4. Reduced Attack Surface​

  • Minimized Exposure: Since data is only decrypted on the recipient's device, the attack surface is significantly reduced. Attackers would need to compromise the recipient's device or obtain the decryption key to access the data.

Application in the Healthcare Framework​

In the context of the healthcare data-sharing framework you described, E2E encryption ensures that:

  • Patient Data: Sensitive medical information is encrypted and can only be accessed by authorized healthcare providers or patients, protecting patient privacy.
  • Access Control: The use of access control secrets and secure delegations ensures that only authorized users can access specific data, even within the same system.

Overall, E2E encryption is a critical component in protecting sensitive data from unauthorized access and ensuring the confidentiality and integrity of communications.
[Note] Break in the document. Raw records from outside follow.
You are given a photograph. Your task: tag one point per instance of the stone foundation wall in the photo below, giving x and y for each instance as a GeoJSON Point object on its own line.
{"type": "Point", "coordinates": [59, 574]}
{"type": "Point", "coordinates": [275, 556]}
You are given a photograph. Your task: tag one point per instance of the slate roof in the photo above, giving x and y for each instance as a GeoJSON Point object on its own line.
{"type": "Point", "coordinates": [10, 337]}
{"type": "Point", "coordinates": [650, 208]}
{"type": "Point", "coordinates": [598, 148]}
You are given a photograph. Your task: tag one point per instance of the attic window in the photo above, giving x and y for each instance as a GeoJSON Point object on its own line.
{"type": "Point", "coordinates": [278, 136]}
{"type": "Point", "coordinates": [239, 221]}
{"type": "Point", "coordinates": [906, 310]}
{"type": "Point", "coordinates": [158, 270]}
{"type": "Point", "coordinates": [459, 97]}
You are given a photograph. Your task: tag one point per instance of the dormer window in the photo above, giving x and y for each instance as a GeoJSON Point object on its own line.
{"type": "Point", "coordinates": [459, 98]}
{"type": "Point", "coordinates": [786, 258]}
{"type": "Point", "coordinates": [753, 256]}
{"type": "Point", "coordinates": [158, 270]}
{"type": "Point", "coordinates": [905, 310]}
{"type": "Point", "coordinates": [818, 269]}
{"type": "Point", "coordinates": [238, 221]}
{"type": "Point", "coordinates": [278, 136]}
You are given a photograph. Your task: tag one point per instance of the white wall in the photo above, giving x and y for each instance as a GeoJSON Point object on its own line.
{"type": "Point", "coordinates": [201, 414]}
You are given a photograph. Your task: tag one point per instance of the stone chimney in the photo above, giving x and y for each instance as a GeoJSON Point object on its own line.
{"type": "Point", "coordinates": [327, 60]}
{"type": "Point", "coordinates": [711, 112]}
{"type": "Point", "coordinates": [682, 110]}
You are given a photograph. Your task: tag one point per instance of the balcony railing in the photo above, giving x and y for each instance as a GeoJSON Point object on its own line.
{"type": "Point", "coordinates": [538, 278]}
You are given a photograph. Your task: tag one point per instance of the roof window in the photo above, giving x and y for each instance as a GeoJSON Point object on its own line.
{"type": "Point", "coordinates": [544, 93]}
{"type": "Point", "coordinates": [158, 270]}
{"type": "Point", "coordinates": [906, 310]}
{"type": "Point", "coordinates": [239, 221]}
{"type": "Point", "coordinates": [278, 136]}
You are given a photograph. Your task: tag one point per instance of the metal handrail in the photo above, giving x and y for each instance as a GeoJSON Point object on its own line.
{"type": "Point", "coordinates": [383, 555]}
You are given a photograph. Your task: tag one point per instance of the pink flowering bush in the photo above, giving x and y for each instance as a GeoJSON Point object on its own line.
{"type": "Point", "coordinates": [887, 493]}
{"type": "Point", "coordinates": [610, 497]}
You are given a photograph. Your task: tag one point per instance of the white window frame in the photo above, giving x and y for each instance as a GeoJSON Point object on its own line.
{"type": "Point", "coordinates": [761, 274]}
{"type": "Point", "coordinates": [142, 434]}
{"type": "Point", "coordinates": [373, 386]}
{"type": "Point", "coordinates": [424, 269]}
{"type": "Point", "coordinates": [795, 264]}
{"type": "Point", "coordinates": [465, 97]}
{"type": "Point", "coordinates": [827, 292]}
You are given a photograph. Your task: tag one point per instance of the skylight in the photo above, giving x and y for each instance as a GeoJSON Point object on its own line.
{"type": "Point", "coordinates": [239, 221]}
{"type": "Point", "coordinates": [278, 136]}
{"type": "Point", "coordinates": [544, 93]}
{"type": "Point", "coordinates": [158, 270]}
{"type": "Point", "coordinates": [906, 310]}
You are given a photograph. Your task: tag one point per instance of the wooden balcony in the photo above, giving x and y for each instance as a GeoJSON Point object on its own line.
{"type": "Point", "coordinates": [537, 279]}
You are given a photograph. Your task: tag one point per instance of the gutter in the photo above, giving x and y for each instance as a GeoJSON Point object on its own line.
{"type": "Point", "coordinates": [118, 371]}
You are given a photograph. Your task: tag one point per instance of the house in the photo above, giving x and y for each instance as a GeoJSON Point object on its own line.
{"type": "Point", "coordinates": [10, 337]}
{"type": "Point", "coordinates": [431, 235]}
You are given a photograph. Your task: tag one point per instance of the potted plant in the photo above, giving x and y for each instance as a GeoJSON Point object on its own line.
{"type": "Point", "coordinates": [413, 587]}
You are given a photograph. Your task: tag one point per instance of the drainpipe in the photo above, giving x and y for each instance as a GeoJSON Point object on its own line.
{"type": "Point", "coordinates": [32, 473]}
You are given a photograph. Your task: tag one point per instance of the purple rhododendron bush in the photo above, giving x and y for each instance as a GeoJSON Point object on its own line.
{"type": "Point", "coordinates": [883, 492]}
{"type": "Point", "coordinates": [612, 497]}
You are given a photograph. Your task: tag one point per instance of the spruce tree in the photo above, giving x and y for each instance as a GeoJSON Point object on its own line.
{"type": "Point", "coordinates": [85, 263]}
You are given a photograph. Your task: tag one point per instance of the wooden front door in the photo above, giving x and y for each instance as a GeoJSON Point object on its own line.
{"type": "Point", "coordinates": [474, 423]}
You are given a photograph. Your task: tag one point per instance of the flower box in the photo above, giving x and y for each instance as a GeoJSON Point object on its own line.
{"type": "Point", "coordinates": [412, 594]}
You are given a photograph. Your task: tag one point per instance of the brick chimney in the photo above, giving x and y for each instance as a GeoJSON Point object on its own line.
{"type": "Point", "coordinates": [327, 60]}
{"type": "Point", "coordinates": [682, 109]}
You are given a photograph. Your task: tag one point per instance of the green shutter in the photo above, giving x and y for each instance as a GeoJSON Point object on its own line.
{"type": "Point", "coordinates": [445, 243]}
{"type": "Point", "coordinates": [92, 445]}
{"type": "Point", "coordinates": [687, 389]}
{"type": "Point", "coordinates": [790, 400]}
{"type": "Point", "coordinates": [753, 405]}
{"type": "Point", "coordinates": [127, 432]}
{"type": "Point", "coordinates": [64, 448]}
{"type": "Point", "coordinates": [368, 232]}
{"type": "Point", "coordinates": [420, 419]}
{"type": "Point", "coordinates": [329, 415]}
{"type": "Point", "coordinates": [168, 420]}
Why End-to-End encryption could not be enough for a Zero-Trust Architecture and what can you do about it

Cardinal uses end-to-end encryption to protect data at rest. Keys integrity is ensured by considering that the Cardinal databases that hold the keys are not compromised.

However, if the database is compromised and this breach is not detected in time, a series of attacks become possible.

In this scenario, there is no guarantee that the public keys stored in the iCure database are authentic, i.e. created by the data owner they are associated to.

This is because the database admins or a malicious attacker may have added his own public keys to the data owner's public keys. Sharing any kind of data using unverified public keys could potentially cause a data leak: this is why when creating new exchange keys or when creating recovery data only verified keys will be considered. For decrypting existing data instead unverified keys will be used without issues.

Cardinal proposes a series of hooks that can be used to perform out of the library verification of public keys and identities.

Details can be found in the Key Verification page.